Feita a anamnese, o exame físico deve ser realizado de forma que o paciente se sinta confortável e respeitado. Salienta-se que são nesses momentos que a relação entre as duas partes se fortalece e que o paciente ganha confiança no médico. A todo o momento, o paciente observa a conduta do médico em relação a ele, principalmente por encontrar-se em uma situação de certa fragilidade e exposição.
Não somente a forma pela qual o profissional conduz a anamnese e o exame físico, mas, também, o tempo que é dispensado no atendimento, bem como a vestimenta do médico e o uso de equipamentos de segurança. Todos esses aspectos apresentados são relevantes, além da maneira de comportar-se do médico, a fim de que haja uma boa relação entre eles.
Como visto, a escuta do profissional deve ser empática. É significativo dizer que o médico deve dar espaço para o seu paciente falar, evitando interrupções excessivas. Afinal, a queixa é dele e é ele quem dirá o motivo da procura por um profissional de saúde.
A atenção do médico deve ser centrada no paciente. Existem diversas doenças crônicas que levam a processos psíquicos complexos, o que justifica que, independentemente da queixa do paciente, o médico deve se preocupar em entender o componente físico e emocional que pode ser desencadeado por uma doença.
Durante esse atendimento centrado no paciente, os princípios bioéticos devem ser respeitados. Aquele profissional que não causa danos ao paciente (não maleficência) e procura fazer o bem a ele (beneficência) está respeitando esses princípios.
Além disso, esse tipo de profissional procura deixar o paciente tomar as decisões sobre o seu tratamento (autonomia) e ser justo e equânime (justiça). Levando-se tais princípios em consideração, o médico deve dialogar, explicar e informar sobre o melhor método terapêutico, tirando as dúvidas do paciente e sendo sempre transparente. Tem-se, assim, o perfil de médico que será capaz de estabelecer uma relação de vínculo satisfatória com o seu paciente.
Desse modo, a relação médico-paciente será construída durante todo o momento do atendimento e essa relação será a principal definidora do sucesso do tratamento. Quando isso existe, o médico atua como um terapeuta durante as consultas, como, por exemplo, no caso de atuação de uma médica de família na Atenção Primária (SANTOS; BÖING, 2019).
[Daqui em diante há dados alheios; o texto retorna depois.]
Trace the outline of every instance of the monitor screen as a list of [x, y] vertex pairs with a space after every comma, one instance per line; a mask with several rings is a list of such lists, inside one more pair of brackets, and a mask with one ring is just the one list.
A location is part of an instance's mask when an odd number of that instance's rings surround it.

Destaca-se que esse perfil de médico pode auxiliar as famílias e os indivíduos a gerirem melhor o seu problema e auxiliá-los na tomada de decisão. Existem, ainda, outras situações nas quais o paciente procura o médico com sintomas físicos, mas que, ao ser realizada uma anamnese detalhada e uma escuta atenciosa, como mencionado acima, percebe-se, na verdade, que o paciente apresenta um problema de fundo emocional.
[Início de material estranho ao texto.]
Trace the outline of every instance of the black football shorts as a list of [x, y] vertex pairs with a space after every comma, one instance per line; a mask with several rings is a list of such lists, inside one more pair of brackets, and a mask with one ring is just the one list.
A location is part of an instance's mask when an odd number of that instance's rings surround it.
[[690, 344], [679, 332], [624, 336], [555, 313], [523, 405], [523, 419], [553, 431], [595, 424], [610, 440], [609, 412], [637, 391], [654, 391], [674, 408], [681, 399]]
Dessa forma, não se deve deixar de destacar que, comprovadamente, quando existe uma boa relação médico-paciente, o sucesso de um tratamento, seja por meio de medicação, seja através de intervenção cirúrgica, é maior.
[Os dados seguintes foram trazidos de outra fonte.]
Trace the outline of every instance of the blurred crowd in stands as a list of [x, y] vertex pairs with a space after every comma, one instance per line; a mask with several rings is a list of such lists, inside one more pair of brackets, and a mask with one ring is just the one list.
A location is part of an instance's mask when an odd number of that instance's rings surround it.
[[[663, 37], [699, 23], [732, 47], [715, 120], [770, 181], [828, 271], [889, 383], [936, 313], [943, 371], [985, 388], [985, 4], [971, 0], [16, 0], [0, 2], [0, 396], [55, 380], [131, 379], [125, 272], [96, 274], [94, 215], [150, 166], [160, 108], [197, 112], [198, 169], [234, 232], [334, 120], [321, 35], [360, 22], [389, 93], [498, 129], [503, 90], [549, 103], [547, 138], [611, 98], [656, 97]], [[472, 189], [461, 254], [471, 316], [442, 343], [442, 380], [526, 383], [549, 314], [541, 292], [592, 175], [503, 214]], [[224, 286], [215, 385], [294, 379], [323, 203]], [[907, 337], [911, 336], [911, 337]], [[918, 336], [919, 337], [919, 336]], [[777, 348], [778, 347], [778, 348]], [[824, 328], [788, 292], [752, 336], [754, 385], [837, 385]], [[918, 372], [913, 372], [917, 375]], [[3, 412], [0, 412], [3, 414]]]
Por mais que muitos pacientes, atualmente, sejam bem informados, pesquisem sobre as doenças e cheguem ao consultório com um diagnóstico preestabelecido, é possível criar uma parceria. No mais, é fundamental estabelecer um diálogo com ele sobre a melhor opção terapêutica, visando, como dito acima, respeitar a autonomia desse indivíduo.
Finalmente, estabelecer um vínculo e uma relação médico-paciente adequada não será sempre tarefa fácil para o médico, porém deve ser algo constantemente treinado, estudado e aperfeiçoado, desde a vida acadêmica do profissional da saúde até a sua atuação prática.
A partir do momento em que se estabelece o paciente como sua prioridade, durante o atendimento, essa relação torna-se cada vez mais natural e, consequentemente, tem-se a sua importância para uma maior adesão ao tratamento e para a confiança de ambas as partes envolvidas na relação médico-paciente.